Just a completely clean-out rectum can recover sufficiently, which is why I usually prescribe enemas for my severely constipated patients. Enemas have been proven in rigorous studies to resolve enuresis and encopresis, and yes, enemas are safe for children. As a whole, my patients receiving enemas get much better results than those who use Miralax.

The problem: Most parents simply won’t give their children constipated enemas, insisting that the child will decline. (My experience proves otherwise, it’s parents designing their fears about their children.) Even a lot of pediatricians aren’t going to pass near enemas. A doctor told a patient of mine that enemas are “cruel and unusual punishment.” That’s a farce, too.

So I just prescribe Miralax all the time. And while it’s not as effective as enemas, he does a job OK.
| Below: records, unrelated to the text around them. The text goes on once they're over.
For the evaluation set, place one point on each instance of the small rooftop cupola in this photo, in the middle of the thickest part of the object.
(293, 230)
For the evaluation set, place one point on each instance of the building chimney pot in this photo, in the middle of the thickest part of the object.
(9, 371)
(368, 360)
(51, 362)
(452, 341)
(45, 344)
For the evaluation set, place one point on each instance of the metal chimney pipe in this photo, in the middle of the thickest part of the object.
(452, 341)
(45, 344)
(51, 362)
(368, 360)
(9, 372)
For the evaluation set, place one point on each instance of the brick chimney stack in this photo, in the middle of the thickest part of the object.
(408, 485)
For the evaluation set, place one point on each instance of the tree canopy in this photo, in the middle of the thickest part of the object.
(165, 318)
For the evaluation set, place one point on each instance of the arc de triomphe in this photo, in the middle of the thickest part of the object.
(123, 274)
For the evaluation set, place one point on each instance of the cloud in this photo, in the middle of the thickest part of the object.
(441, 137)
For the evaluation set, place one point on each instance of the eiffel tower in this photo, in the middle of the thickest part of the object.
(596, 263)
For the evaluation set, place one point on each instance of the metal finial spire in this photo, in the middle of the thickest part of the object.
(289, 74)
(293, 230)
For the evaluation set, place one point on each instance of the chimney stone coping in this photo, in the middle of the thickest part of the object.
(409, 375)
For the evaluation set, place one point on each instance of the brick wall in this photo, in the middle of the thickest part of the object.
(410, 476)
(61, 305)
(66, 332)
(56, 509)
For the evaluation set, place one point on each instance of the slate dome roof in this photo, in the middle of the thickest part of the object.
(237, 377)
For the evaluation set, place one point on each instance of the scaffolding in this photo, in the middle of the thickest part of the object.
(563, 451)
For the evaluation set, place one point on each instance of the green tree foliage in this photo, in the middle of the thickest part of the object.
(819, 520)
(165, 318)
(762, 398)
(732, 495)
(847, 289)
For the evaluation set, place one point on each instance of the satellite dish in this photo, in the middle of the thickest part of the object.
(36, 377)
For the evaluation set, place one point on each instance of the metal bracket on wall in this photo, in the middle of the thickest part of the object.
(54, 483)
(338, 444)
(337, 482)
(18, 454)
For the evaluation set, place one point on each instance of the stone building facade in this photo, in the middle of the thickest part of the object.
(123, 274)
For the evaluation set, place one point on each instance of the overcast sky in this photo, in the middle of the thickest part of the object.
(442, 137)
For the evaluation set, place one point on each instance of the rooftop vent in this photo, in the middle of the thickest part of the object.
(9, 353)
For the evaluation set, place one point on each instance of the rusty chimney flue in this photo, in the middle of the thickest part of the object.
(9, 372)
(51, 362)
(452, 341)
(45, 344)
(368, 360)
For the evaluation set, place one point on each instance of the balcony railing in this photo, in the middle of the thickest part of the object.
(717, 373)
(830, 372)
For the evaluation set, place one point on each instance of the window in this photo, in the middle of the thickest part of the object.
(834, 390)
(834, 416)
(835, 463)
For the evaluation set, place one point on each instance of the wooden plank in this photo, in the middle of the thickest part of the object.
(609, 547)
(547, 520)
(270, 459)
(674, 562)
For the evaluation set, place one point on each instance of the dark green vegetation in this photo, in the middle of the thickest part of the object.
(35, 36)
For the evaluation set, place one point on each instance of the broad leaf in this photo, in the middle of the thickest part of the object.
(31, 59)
“But Miralax is not natural”

Many people oppose Miralax, alleging that he “is not natural.” That’s absolutely true, and I wish I never had to prescribe it. However, they convey around a rectum full of poop for a whole childhood, a common scenario these days, is not natural, either and can have serious and long-term consequences.

Also unnatural: walking around with a tube inserted through your abdomen into your colon so you can expel poop with liquid laxatives. However, this scenario, known as a cecostomy, is becoming more common in children whose severe constipation has passed without treatment for years.

Getting a clean constipated child is critical, and laxatives can be an effective approach. As one of my colleagues, a pediatric gastroenterologist, said to me: “Parents are afraid of the consequences of giving their kids laxatives, but what about the consequences of taking part of the June 1-year-old colon? Many people don’t realize how serious the cost of under management can be. ”

This physician has already conducted more than 100 cecostomies in children whose two extended points are permanently damaged from constipation and sent over a handful of his patients with the worst case to the surgeons to Colostomies.

I don’t think parents should stop giving their children MiraLAX just because small amounts of toxins were discovered in eight samples in 2008. At the same time, I urge parents and pediatricians to give enemas a second glance.

Ultimately, no matter which method is used to drain clogged rectum of a child (since this method does not harm the child, of course). What matters is that child’s bowels completely empty on daily basis, so that the boy does not appear in the ER with painful urinary tract infections or opt out of the sleep-away field because it wets the bed.

I hope the strong light shone in Miralax will help illuminate our nation’s epidemic of pediatric constipation, leading to prevention strategies, faster diagnostics, and more effective treatment for these children.